Die Handlung beschränkt sich weitestgehend auf Ramóns Haus. Dies gibt dem Film eine klaustrophobische Atmosphäre, denn die meiste Zeit ist der Zuschauer mit Ramón ans Bett gefesselt. Amenábar und sein Kameramann Javier Aguirresarobe hatten es schon bei seinem letzten Film "The Others" verstanden, bedrängende Lebensumstände wirkungsvoll filmisch umzusetzen. So folgt die Kamera beispielsweise Ramóns Besuch durchs Zimmer und ums Bett herum, bis wir endlich sein Gesicht zu sehen kriegen. Umso wirkungsvoller sind deshalb die Traumsequenzen, in denen Ramón sich von Puccini beflügelt aus seinem Gefängnis befreit.

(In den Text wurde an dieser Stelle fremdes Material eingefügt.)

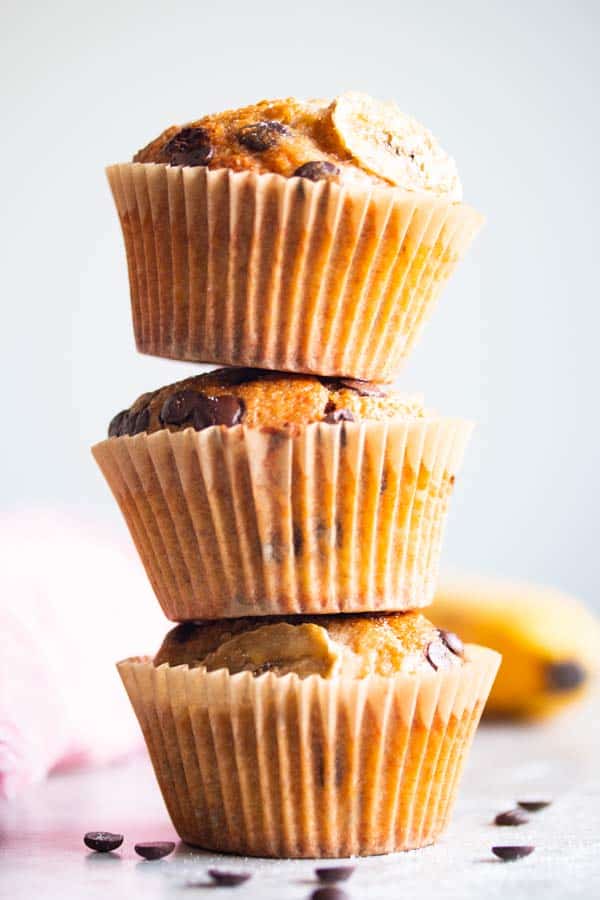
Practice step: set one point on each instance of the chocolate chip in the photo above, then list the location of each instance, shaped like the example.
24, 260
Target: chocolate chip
508, 854
139, 421
331, 874
329, 893
189, 147
119, 424
102, 841
565, 676
338, 415
437, 655
511, 817
224, 878
178, 408
234, 375
261, 136
317, 171
298, 539
534, 805
201, 411
364, 388
181, 634
452, 642
155, 849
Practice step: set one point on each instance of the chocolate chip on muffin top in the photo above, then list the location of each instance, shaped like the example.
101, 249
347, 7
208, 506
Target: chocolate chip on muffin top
354, 139
261, 399
354, 645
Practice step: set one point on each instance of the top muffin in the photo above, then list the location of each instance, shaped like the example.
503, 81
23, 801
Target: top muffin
353, 139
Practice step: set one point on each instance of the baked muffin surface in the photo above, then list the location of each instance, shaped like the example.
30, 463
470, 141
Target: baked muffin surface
354, 645
353, 139
261, 399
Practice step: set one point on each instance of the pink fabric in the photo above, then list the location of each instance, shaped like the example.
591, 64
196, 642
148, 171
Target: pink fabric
73, 601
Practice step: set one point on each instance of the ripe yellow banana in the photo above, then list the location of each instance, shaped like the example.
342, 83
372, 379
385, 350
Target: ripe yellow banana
550, 643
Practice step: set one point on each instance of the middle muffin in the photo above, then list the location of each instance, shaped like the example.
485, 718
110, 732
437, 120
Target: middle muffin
256, 493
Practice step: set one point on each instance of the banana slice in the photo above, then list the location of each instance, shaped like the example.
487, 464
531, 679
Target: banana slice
386, 142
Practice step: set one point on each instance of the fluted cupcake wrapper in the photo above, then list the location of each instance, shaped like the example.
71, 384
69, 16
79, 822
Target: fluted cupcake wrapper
240, 521
285, 767
283, 273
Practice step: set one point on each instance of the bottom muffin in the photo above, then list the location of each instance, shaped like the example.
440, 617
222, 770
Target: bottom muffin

Bardems beeindruckende Interpretation der Figur zeichnet sich dadurch aus, dass er nie versucht, einfach Mitleid zu erwecken, sondern vom Zuschauer fordert, sich ganz auf Ramóns Lebenssicht einzulassen, genau wie die anderen Figuren im Film das müssen. Bardem hat übrigens bereits in Almodóvars "Carne Trémula" einen querschnittsgelähmten Mann gespielt.
Und obwohl den meisten irgendwann im Laufe des Films die Tränen kommen werden, verliert die Figur nie ihren Sinn für Humor. Wie Ramón sagt, "man lernt mit einem Lächeln zu weinen." Bardem lässt den Film auch nie kitschig erscheinen, dafür sorgen aber ab und zu die vom Regisseur selbst komponierte Filmmusik und die angehängt wirkende Schlusssequenz.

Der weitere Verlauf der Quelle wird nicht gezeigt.